Subpart B §26.201-203: Prohibition of Research Conducted or Supported by EPA Involving Intentional Exposure of Human Subjects Who Are Children or Pregnant or Nursing Women
Subpart C §26.301-305: Observational Research: Additional Protections for Pregnant Women and Fetuses Involved as Subjects in Observational Research Conducted or Supported by EPA
Subpart D §26.401-406: Observational Research: Additional Protections for Children Involved as Subjects in Observational Research Conducted or Supported by EPA
Subpart K §26.1101-1125: Basic Ethical Requirements for Third-party Human Research for Pesticides Involving Intentional Exposure of Non-pregnant, Non-nursing Adults
Subpart L §26.1201-1203: Prohibition of Third-party Research Involving Intentional Exposure to a Pesticide of Human Subjects Who Are Children or Pregnant or Nursing Women
Subpart M §26.1301-1303: Requirements for Submission of Information on the Ethical Conduct of Completed Human Research
Subpart Q §26.1701-1706: Standards for Assessing Whether to Rely on the Results of Human Research in EPA Actions
The University IRB requires a supplemental EPA application for investigators planning to conduct research invoking EPA regulations. Supplemental applications are necessary for the IRB to verify that investigators have addressed the IRB-relevant elements in the EPA regulations.
In presenting the protocol to the IRB, the primary reviewer will address the additional EPA regulatory requirements.
Pre-award Requirements for EPA Approval of Contracts, Grants, or Other Agreements
All human research studies supported by the EPA must either be approved or be determined to be exempt by the EPA Human Subjects Research Review Official before any contract, grant, or formal agreement involving EPA support is awarded or entered into.
Additional EPA Requirements for IRB Review and Approval
In addition to the Common Rule, University IRBs will comply with the following additional requirements before approving research invoking EPA regulations.
- The IRB will not approve research involving intentional exposure of pregnant women or children to any substance. This includes research not yet submitted to the EPA.
- The IRB will review and approve observational research involving pregnant women and fetuses only if the IRB finds and documents that the research is consistent with 45 CFR 46 Subpart B (for details, see IRB policy for research involving pregnant women and fetuses).
- The IRB will review and approve observational EPA research involving children that does not involve greater than minimal risk only if the IRB finds that adequate provisions are made for soliciting the assent of the children and the permission of their parents or guardians (for details, see IRB policy for consent and assent requirements for research involving children).

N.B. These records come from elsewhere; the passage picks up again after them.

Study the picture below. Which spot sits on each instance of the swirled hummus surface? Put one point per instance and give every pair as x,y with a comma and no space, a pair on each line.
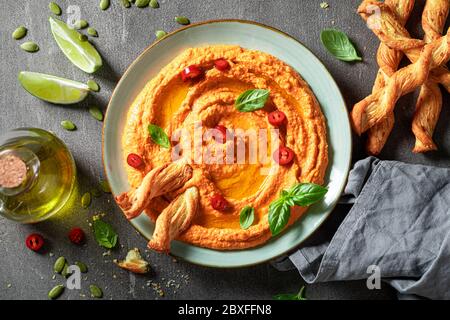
195,106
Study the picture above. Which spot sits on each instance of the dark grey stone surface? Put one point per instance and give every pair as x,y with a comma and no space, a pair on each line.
123,34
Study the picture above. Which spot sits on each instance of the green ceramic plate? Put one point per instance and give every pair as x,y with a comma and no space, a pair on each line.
253,36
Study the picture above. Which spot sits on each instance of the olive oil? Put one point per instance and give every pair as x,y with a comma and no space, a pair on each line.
48,181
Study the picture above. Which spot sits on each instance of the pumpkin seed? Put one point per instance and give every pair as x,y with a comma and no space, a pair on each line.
59,264
54,8
56,291
96,113
182,20
82,37
154,4
95,193
160,34
104,186
29,46
53,89
126,3
81,24
96,292
19,33
92,32
93,85
65,272
142,3
104,4
68,125
86,200
82,266
80,53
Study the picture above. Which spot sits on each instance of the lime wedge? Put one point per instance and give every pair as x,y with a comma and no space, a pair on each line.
53,89
80,53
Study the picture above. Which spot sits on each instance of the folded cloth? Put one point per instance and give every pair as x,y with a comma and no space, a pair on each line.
399,222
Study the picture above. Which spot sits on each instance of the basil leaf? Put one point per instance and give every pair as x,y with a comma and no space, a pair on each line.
246,217
302,194
279,214
104,234
305,194
159,136
289,296
252,100
339,45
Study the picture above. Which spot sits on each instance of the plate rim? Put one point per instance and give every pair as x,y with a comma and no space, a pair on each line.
331,78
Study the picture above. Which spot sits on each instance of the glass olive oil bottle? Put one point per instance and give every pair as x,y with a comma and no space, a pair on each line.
37,175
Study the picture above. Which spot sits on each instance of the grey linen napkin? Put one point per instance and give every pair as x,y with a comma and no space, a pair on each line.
400,222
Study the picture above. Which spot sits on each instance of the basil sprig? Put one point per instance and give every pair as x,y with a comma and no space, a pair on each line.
159,136
104,234
291,296
302,194
252,100
246,217
339,45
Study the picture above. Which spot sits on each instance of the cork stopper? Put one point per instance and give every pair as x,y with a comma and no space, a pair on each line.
13,171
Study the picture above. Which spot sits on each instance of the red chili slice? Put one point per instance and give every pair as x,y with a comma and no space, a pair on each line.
223,131
222,65
34,242
283,156
218,202
191,72
276,118
135,161
76,235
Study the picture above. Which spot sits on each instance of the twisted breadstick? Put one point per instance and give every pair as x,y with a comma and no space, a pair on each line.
379,105
429,103
175,219
388,60
386,25
160,180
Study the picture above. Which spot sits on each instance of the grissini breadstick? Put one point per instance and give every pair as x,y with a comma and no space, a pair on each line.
158,181
388,60
429,103
175,219
386,25
379,105
389,29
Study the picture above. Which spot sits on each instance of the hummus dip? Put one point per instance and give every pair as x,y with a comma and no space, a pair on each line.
172,103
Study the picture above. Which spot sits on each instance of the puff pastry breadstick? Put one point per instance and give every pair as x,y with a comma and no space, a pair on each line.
387,26
388,60
175,219
379,105
158,181
429,103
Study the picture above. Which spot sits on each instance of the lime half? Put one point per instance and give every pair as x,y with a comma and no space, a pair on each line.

- The IRB will review and approve observational EPA research involving children that poses greater than minimal risk only if the IRB finds and documents that
o the intervention or procedure holds out the prospect of direct benefit to the individual subject or is likely to contribute to the subject's well-being,
o the risk is justified by the anticipated benefit to the subjects,
o risk-to-benefit ratio of the research is at least as favorable to the subjects as that of available alternative approaches, and
o adequate provisions are made for soliciting the assent of the children and permission of their parents or guardians.

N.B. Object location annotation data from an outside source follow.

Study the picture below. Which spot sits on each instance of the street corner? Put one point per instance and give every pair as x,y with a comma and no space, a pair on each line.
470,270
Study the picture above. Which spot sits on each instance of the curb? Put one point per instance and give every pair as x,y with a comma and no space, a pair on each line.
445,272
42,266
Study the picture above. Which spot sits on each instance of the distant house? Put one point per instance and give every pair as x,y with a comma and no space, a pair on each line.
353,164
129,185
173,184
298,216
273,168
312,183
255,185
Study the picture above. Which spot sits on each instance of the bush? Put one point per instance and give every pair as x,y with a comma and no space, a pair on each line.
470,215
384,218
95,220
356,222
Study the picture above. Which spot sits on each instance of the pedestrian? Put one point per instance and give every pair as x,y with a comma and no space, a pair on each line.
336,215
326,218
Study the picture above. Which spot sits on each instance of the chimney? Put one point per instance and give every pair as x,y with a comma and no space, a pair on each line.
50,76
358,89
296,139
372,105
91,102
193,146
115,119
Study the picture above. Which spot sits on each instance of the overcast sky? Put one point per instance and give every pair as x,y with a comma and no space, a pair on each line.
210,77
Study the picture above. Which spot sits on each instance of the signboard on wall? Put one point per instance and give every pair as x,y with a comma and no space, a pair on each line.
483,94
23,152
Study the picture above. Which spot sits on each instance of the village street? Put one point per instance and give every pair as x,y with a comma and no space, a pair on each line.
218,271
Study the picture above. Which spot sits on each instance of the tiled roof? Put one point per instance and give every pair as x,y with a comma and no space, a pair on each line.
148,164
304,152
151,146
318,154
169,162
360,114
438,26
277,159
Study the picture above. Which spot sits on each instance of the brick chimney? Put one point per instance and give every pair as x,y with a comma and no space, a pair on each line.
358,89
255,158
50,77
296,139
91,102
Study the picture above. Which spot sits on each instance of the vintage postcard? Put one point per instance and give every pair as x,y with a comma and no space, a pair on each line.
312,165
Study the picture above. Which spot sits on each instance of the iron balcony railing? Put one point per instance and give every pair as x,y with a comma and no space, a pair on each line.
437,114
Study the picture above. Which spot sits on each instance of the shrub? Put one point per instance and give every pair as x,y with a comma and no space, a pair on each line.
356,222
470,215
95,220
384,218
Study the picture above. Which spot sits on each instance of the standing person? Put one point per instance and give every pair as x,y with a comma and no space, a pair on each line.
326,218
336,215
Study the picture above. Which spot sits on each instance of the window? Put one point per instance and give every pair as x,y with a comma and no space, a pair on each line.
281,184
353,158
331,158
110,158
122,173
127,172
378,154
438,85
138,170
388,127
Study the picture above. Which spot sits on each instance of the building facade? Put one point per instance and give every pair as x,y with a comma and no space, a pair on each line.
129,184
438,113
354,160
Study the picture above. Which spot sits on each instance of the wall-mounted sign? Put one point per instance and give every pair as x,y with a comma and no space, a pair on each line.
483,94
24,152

Additional EPA Requirements for Submission of Human Subject Research to EPA
When the intention of research is submission to the EPA but the research is not conducted or supported by any federal agency that has regulations for protecting human research subjects, the following EPA requirements apply:
- the prohibition against the intentional exposure of pregnant women, nursing women, or children to any substance; and
- the extension of the provisions of 40 CFR 26 to human research involving the intentional exposure of non-pregnant, non-nursing adults to any substance.